The ICE Mutual Agreement Between Government and Employers program (IMAGE) is a program through which government and employers cooperate to reduce unauthorized employment and the use of fraudulent identity documents. Essentially, IMAGE provides ICE with direct access to employer I-9 records in exchange for protection for employers from liability for hiring and employing unauthorized workers.
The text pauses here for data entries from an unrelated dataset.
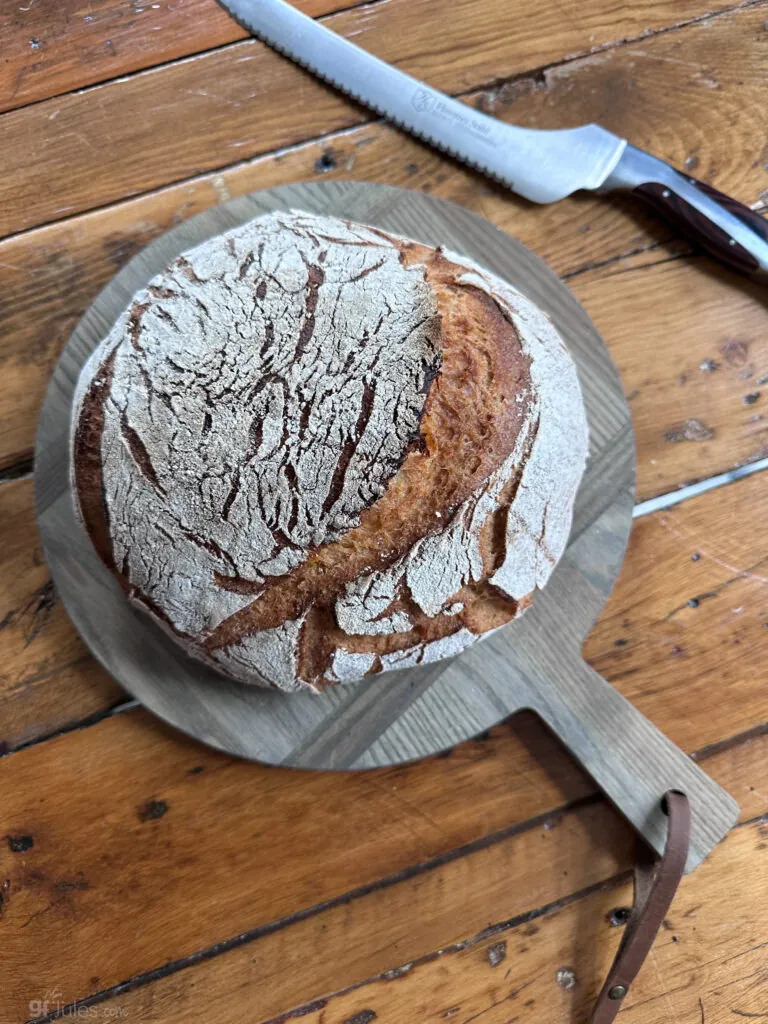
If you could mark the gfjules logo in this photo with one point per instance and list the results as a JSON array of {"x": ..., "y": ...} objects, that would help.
[{"x": 52, "y": 1004}]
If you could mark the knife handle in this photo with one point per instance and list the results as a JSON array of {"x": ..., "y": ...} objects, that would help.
[{"x": 727, "y": 229}]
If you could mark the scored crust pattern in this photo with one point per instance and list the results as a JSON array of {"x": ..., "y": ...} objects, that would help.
[{"x": 314, "y": 451}]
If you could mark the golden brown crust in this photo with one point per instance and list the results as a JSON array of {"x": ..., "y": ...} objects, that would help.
[
  {"x": 463, "y": 463},
  {"x": 470, "y": 424}
]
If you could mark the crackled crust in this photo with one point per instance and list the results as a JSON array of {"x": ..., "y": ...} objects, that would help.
[{"x": 314, "y": 451}]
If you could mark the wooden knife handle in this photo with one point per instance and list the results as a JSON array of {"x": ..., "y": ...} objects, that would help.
[
  {"x": 726, "y": 228},
  {"x": 700, "y": 228}
]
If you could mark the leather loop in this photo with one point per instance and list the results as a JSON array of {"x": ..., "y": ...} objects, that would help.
[{"x": 655, "y": 885}]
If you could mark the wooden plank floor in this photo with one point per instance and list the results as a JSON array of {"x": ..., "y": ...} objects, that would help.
[{"x": 147, "y": 879}]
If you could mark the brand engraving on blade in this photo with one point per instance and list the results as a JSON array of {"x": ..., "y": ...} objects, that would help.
[{"x": 427, "y": 102}]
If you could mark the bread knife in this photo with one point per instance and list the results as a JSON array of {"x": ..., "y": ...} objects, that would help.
[{"x": 542, "y": 166}]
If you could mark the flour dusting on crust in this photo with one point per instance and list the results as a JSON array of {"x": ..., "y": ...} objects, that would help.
[{"x": 259, "y": 397}]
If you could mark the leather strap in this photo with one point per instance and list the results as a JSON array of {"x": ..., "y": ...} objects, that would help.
[{"x": 655, "y": 885}]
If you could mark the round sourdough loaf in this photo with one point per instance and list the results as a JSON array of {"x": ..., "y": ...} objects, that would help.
[{"x": 313, "y": 451}]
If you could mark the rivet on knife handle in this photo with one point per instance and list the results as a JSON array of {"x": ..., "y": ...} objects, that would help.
[{"x": 727, "y": 229}]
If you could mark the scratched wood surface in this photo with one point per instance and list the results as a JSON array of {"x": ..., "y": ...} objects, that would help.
[{"x": 162, "y": 882}]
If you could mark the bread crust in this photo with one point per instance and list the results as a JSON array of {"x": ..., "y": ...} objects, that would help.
[{"x": 314, "y": 451}]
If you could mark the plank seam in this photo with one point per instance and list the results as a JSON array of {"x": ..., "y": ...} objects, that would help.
[
  {"x": 485, "y": 842},
  {"x": 535, "y": 74}
]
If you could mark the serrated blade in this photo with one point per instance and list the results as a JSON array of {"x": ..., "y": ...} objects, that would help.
[{"x": 543, "y": 166}]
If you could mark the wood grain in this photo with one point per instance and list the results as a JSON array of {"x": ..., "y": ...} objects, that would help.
[
  {"x": 53, "y": 47},
  {"x": 47, "y": 677},
  {"x": 552, "y": 970},
  {"x": 670, "y": 658},
  {"x": 162, "y": 826},
  {"x": 370, "y": 724},
  {"x": 424, "y": 710},
  {"x": 335, "y": 949},
  {"x": 50, "y": 275},
  {"x": 237, "y": 98}
]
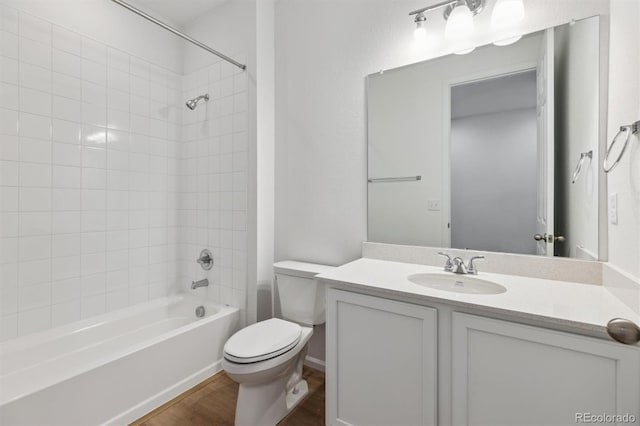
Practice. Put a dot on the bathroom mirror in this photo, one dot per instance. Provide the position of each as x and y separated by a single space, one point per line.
495 150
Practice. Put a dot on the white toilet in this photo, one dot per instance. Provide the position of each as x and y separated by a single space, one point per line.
266 358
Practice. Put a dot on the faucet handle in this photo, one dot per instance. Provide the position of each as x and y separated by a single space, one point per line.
449 265
471 268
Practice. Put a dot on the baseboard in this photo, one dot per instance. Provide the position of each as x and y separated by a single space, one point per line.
315 363
165 395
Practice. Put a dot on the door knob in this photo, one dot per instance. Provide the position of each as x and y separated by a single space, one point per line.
549 238
623 331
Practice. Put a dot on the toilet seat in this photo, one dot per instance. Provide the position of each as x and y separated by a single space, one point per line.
262 341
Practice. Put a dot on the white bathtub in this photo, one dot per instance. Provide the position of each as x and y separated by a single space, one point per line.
114 368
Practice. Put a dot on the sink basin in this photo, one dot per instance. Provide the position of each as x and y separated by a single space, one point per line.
457 283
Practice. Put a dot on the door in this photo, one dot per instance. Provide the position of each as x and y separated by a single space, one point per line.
381 361
545 111
538 376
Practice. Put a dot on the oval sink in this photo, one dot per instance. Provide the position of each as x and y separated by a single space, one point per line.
457 283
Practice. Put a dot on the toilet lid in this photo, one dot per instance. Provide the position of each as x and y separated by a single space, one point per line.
262 340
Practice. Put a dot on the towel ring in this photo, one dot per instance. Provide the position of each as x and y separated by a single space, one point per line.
583 157
629 130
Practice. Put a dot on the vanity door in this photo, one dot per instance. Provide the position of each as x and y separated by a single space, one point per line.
381 361
511 374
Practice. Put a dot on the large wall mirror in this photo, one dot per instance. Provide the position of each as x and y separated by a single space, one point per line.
495 150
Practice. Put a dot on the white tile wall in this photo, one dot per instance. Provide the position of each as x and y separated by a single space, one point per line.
89 142
212 196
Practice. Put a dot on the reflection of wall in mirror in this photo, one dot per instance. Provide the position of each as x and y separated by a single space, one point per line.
576 131
493 164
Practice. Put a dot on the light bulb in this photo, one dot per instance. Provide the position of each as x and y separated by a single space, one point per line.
459 23
465 51
507 41
507 13
420 33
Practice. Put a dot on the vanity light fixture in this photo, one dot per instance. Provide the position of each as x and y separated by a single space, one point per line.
459 22
458 14
507 13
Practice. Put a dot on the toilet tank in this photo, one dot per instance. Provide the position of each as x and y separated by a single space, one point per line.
302 299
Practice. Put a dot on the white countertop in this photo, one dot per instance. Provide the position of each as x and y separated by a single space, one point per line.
560 304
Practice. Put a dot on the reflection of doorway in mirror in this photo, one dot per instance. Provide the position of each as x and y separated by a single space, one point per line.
494 164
As part of the IMAGE program, ICE provides training and education on proper hiring procedures, fraudulent document detection, and anti-discrimination procedures. Employers, in return, must adhere to a list of requirements, including the following:
- Register for and use Basic Pilot for all hiring
- Submit to an I-9 audit by ICE
- Verify the social security numbers of their existing labor forces using the Social Security
- Number Verification System (SSNVS)
- Arrange for annual I-9 audits by an external auditing firm or a trained employee not otherwise involved in the I-9 process
- Self-report violations and discovered deficiencies to ICE
- Establish a Tip Line for employees to report activity relating to the employment of unauthorized aliens
- Submit an annual report to ICE which tracks results and assesses the effect of the employer's participation in the IMAGE program.
DHS has marketed both Basic Pilot and IMAGE to employers as a way to avoid raids and other enforcement actions, and to ensure the stability of their workforces. Experiences with Basic Pilot and IMAGE have been varied. While some employers report positive experiences, others have discovered that cooperating with ICE does not guarantee workforce stability.
Swift & Company, a nationwide meat processing company, has participated in Basic Pilot since 1999. In 2002, Swift was the target of discrimination charges filed with the Department of Justice's Office of Special Counsel alleging that it acted too aggressively in verifying the work authorization status of new hires. Four years later, ICE determined that Swift had not been aggressive enough. In December of 2006, ICE raided Swift plants in six states and arrested and detained well over a thousand workers. Swift stands to lose up to $30 million in lost production, recruitment, and training costs.
Smithfield Packing Company of Tarheel, North Carolina, a leading pork producer, registered for IMAGE in June 2006. After Smithfield submitted to the required I-9 audit, ICE followed up by arresting 21 of the company's workers. According to the company, a substantial percentage of its employees are facing termination because of discrepancies on their job applications.
ICE's investigations division has claimed that the upside for participating employers is that "they're better equipped to know whether their workforce is legal, and ICE is less likely to be on their doorstep unexpectedly, interfering with their business." While cooperation with ICE appears to have protected managers and employer representatives involved in the hiring process from liability for employment of unauthorized workers – none at Swift or Smithfield have faced civil or criminal charges – protection from interference with business operations is clearly not guaranteed. Employers should be cautious and examine all benefits and risks of registering for Basic Pilot or IMAGE before agreeing to government scrutiny of I-9 procedures.